Other companies are moving forward on potential solutions.

Textile Mission unites outdoor brands Vaude, Adidas and Polartec with World Wildlife Fund Germany in a quest to develop fabrics that would shed less and technologies that would catch more microfibers in waste water.

Other groups like Mango Materials are working to develop cloth from biodegradable plastics. Mango Materials’ comes from waste methane.

But experts warn that companies working out solutions should be careful not to cause new problems.

“There are some roads that we don’t want to go down; for example, the idea of a chemical coating to prevent microfiber release could cause more problems than it solves if those chemicals are also bad for the environment and human health,” The Story of Stuff Project warned, according to Mother Nature Network.

And Ocean Conservancy’s Trash Free Seas program director Nick Mallos told Ensia it was risky to look to different kinds of plastics for a solution, since it is hard to know how they would impact marine life.

“When we think about solutions for the ocean, at present biodegradable bioplastics are not a solution,” Mallos said.

Other large-scale options involve redesigning washing machines to better filter for microfibers, as NOAA’s Marine Debris Program regional coordinator Caitlin Wessel recommended, according to Mother Nature Network.

“It would be really great if the washing machine companies would get on board and come up with a filter to trap these microfibers,” Wessel said.

Some Japanese washing machine brands are doing this, according to Ensia, but U.S. manufacturers have been less proactive.

“[The Association of Home Appliance Manufacturers] (AHAM} believes that this issue would be best managed early in the textile life-cycle,” AHAM spokesperson Jill Notini told Ensia.

The Story of Stuff Project pointed out that there is an engineering problem in requiring all 89 million washing machines currently in use in the U.S. to be retrofitted with filters, according to Mother Nature Network.

But while big companies drag their feet or work out scalable solutions, there are things that everyday clothes wearers can do, Mother Nature Network suggested.

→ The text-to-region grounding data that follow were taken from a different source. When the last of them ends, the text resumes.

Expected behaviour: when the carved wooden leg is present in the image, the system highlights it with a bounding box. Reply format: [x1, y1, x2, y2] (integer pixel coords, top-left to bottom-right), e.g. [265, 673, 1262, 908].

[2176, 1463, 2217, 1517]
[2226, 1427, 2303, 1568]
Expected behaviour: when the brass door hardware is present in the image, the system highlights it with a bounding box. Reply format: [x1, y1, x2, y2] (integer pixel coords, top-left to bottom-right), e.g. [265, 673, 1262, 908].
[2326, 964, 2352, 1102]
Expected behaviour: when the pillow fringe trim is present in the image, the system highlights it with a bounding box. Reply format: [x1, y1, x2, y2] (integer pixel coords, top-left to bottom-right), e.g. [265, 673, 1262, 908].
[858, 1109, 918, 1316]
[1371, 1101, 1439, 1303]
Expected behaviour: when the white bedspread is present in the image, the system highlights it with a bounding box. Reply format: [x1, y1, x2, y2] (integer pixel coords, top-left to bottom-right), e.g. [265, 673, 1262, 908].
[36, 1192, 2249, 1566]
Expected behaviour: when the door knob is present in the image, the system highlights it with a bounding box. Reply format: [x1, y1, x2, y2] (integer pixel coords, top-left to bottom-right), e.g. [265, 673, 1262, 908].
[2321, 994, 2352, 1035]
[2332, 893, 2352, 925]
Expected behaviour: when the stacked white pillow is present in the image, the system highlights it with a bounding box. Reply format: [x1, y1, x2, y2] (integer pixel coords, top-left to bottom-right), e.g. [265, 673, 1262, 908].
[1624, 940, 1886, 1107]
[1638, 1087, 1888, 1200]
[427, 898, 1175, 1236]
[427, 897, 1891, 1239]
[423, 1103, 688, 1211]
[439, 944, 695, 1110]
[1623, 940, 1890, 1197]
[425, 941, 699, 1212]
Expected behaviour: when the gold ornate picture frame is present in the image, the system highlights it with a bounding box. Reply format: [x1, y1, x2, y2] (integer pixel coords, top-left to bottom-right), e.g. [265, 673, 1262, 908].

You can choose natural fabrics like cotton or silk as much as possible, you can wash synthetic clothes as rarely as possible, wearing cotton t-shirts under synthetic shirts or dresses, for example.

You can purchase innovative products that allow you to catch microfibers without remodeling your washing machine.

The Guppyfriend is a bag you can wash your synthetic clothing in that will collect the fibers it sheds in its hems for you to dispose of properly afterwards.

The Cora Ball is a plastic ball you can throw in the wash that mimics the filtering ability of coral and collects microfibers before they go down the drain.

And of course, you can join with The Story of Stuff Project to call on the fashion industry directly to put more resources into stopping the problem at its source and developing clothing that doesn’t shed.